Firefighters, though, say they have learned from those deadly blazes that have burned thousands of homes.

From the Tubbs Fire in 2017 to the Glass Fire just last year, millions of acres of land have burned in California.

In Santa Rosa, many residents have their own fire story to tell and are always prepared.

“You can’t get fully unpacked. It’s nerve-racking. You always have to be ready,” Hannah Sinclair said.

“I live always ready,” Hannah’s mother Connie Sinclair added. “I keep several shelves right by the front door with stuff that has to go in a fire.”

After each fire, agencies from Cal Fire to the Santa Rosa Fire Department have collaborated to find better ways to fight them.

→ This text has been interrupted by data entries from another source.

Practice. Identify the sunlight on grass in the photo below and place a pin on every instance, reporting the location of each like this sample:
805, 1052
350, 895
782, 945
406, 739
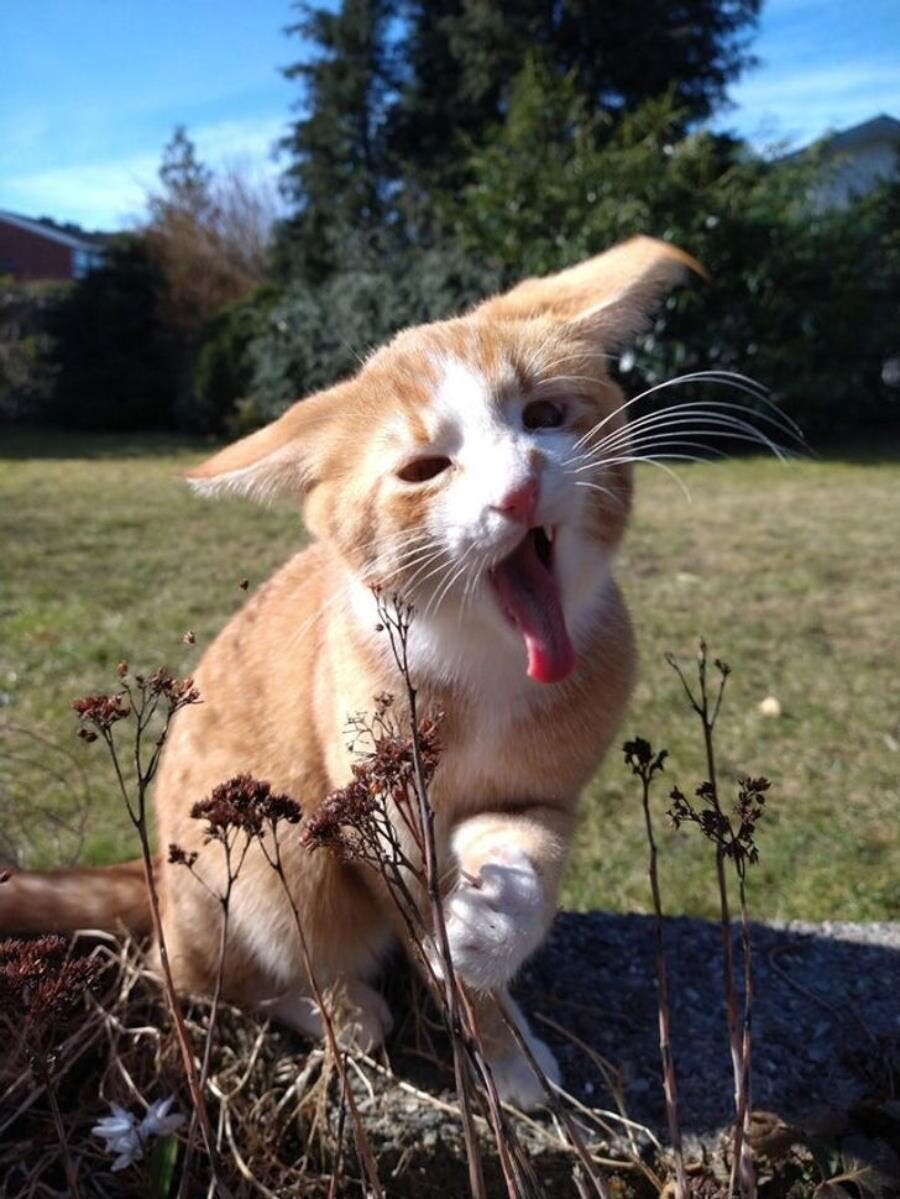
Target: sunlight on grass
791, 573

Assistant fire marshal Paul Lowenthal says the way they respond to fires has significantly changed.

“Northern California has been rocked by several back-to-back, devastating fires seasons but, from those lessons that were learned, a lot of changes have come,” Lowenthal said.

More resources are sent to each fire — not only crews on the ground but also attacks from the air. Lowenthal explained that technology has made a huge difference to get to fires while they remain manageable.

“We now have wildfire cameras, we have artificial intelligence that is actually monitoring the cameras and, when it sees the smoke, we now have the information much earlier than we could’ve and we now start moving resources to the direction of the fire,” Lowenthal said.

The hope is that, with community help, this will be the year the North Bay gets some relief from the tragic wildfires that have destroyed neighborhoods and changed so many lives.

“I know many people that have lost everything so it makes for a strained, stressed community,” Connie Sinclair said.

If you look around the North Bay, there are acres of burn-scars. While it may look like there is not a lot of fuel to burn, Lowenthal says the regrowth of invasive plants and weeds makes conditions worse than those of 2017.